Open Sesame: What we learned from National Election Data (1992-2013)
The Philippines is a signatory to the Open Government initiative; one of the 8 original signatories. While Filipinos have long clamored for freedom of information, the government has complained that no one is using the data that they have made public.
So the objective of this column is to promote open government data use. The column is called OPEN SESAME, in that our articles make use of open data, and “sesame” to refer to the TV show that enabled many of my generation to learn the basics of reading, writing and counting. In other words, this column aims to promote the beginner’s appreciation of open data and a more open government.
This of course comes with a caveat, as the data that is open is, as yet, narrow and limited in scope and depth. Perhaps by using the data, government will be encouraged to make more of it accessible so that we can have better analytics.
This piece will focus on elections, and we make use of available data that is open in the COMELEC website. Perusing the data, two questions come to mind:
- How relevant is the NCR vote in the national elections?
- What is the proportion of females who run for electoral positions, vis-à-vis the proportion who are elected?
The NCR Vote
Much of our political and media life is concentrated in Metro Manila. Hence, much of the political ‘noise’ tends to reflect Metro Manila issues. How does this translate to actual votes during elections?
Figure 1 shows the actual number of votes cast over the last eight national elections. It illustrates that the proportion of NCR votes cast has declined in proportion to the overall total. In the 1992 and 1998 elections, the proportion was approximately 14%. By 2010, this decreased to 11.2%, and in 2013, 10.5%. In other words, the impact of NCR on national election results has been in decline (see Figure 2).
Consistent with this decline is the data showing that constituents in NCR are not voting as much as those in other regions.
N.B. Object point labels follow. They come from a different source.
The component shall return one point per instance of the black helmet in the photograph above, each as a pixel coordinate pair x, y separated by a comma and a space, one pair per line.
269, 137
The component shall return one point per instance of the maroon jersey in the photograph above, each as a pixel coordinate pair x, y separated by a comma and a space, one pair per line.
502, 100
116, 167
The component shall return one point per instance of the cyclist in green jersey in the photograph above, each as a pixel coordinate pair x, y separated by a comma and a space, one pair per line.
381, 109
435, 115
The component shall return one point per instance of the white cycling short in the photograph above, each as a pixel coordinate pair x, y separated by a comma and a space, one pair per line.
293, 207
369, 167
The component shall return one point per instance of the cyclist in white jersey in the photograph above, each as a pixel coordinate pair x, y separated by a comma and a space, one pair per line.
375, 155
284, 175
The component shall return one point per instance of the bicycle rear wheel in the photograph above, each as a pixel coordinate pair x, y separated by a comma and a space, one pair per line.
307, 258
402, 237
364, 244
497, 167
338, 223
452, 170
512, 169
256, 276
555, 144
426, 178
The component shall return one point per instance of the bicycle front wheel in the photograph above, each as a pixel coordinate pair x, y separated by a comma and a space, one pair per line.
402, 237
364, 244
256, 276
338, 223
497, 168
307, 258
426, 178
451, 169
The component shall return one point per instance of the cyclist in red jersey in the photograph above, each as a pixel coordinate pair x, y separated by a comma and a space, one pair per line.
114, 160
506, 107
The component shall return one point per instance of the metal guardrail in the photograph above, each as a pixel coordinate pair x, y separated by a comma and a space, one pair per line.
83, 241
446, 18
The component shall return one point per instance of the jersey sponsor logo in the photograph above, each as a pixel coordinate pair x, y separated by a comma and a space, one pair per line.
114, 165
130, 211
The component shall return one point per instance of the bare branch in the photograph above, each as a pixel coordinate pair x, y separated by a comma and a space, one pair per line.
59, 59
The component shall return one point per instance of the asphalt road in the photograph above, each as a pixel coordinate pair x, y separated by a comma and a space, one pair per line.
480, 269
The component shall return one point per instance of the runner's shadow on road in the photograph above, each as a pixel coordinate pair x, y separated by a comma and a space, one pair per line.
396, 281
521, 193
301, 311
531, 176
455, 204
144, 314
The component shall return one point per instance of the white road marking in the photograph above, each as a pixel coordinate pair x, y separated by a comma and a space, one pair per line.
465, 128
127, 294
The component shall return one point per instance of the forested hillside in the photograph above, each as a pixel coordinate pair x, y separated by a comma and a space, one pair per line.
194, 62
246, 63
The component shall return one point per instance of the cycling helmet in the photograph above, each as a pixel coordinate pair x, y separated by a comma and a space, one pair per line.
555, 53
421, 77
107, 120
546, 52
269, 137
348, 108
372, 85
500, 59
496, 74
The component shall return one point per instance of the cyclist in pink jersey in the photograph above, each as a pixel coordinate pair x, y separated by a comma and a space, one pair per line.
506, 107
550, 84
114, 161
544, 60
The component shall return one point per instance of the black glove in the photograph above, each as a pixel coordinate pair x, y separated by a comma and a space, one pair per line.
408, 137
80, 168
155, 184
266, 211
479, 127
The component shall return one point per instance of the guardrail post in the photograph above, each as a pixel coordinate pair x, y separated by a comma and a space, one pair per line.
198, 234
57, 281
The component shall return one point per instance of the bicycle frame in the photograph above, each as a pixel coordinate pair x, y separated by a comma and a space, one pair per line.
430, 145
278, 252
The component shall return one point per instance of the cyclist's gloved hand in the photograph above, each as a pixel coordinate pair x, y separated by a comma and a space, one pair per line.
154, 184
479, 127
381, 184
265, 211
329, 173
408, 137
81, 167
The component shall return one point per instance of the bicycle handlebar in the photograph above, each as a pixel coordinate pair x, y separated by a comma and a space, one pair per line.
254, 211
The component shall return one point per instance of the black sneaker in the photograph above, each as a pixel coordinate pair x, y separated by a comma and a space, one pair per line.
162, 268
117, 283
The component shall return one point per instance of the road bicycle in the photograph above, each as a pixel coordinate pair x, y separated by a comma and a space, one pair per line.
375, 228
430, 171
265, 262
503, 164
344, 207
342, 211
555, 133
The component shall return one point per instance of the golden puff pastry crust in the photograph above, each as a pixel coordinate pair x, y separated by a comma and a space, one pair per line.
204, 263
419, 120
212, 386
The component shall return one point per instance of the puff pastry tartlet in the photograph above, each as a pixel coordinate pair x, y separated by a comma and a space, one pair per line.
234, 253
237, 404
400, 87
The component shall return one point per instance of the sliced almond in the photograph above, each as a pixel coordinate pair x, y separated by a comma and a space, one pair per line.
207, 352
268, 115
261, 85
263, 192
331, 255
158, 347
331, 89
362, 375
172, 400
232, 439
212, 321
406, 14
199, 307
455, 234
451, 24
The average turnout in NCR in the past 8 years has only been 68%.
The next lowest turnout is region XII, at 72%. Contrast this with the Ilocanos in Region I who are 83% strong in their votes! (see Fig. 3)
Breaking the glass ceiling?
Why are there fewer females than males in elected posts? Are they less likely to win an election? Data from the COMELEC from the 2013 elections shown in Figure 4.
Figure 4: Proportion of Female Candidates and of Females Elected
For almost every position where there were female candidates, the proportion of females elected was higher than the proportion of those who ran for candidacy. This pattern can be concretely illustrated as follows: that given 12 senatorial slots and 50 candidates, let’s say only 10 are female (i.e., 20%). However, the proportion of females who are elected is higher, for instance 3 of the 12 slots or 25% of those elected are female.
Thus, the available data suggests that one reason there are less females relative to males in political positions is because not enough of them are running for office.
There are two implications from this data set that might be relevant to the upcoming election. In a likely tight election, the mobilization of eligible voters is key and the decline of NCR votes is worth investigating and understanding . The ‘noise’ we hear would not matter in the end (especially the noise in social media), if people do not or are unable to vote.
As for getting more females in elected positions, the data imply that this begins with getting more of them nominated. The data suggest that they are “winnable”, and in fact have won a larger share than their proportion of candidates. This year, two of the five Presidential candidates are female, as is one of the five Vice Preisdential candidates. Whether they will win the office is, unfortunately, not revealed in the current open data.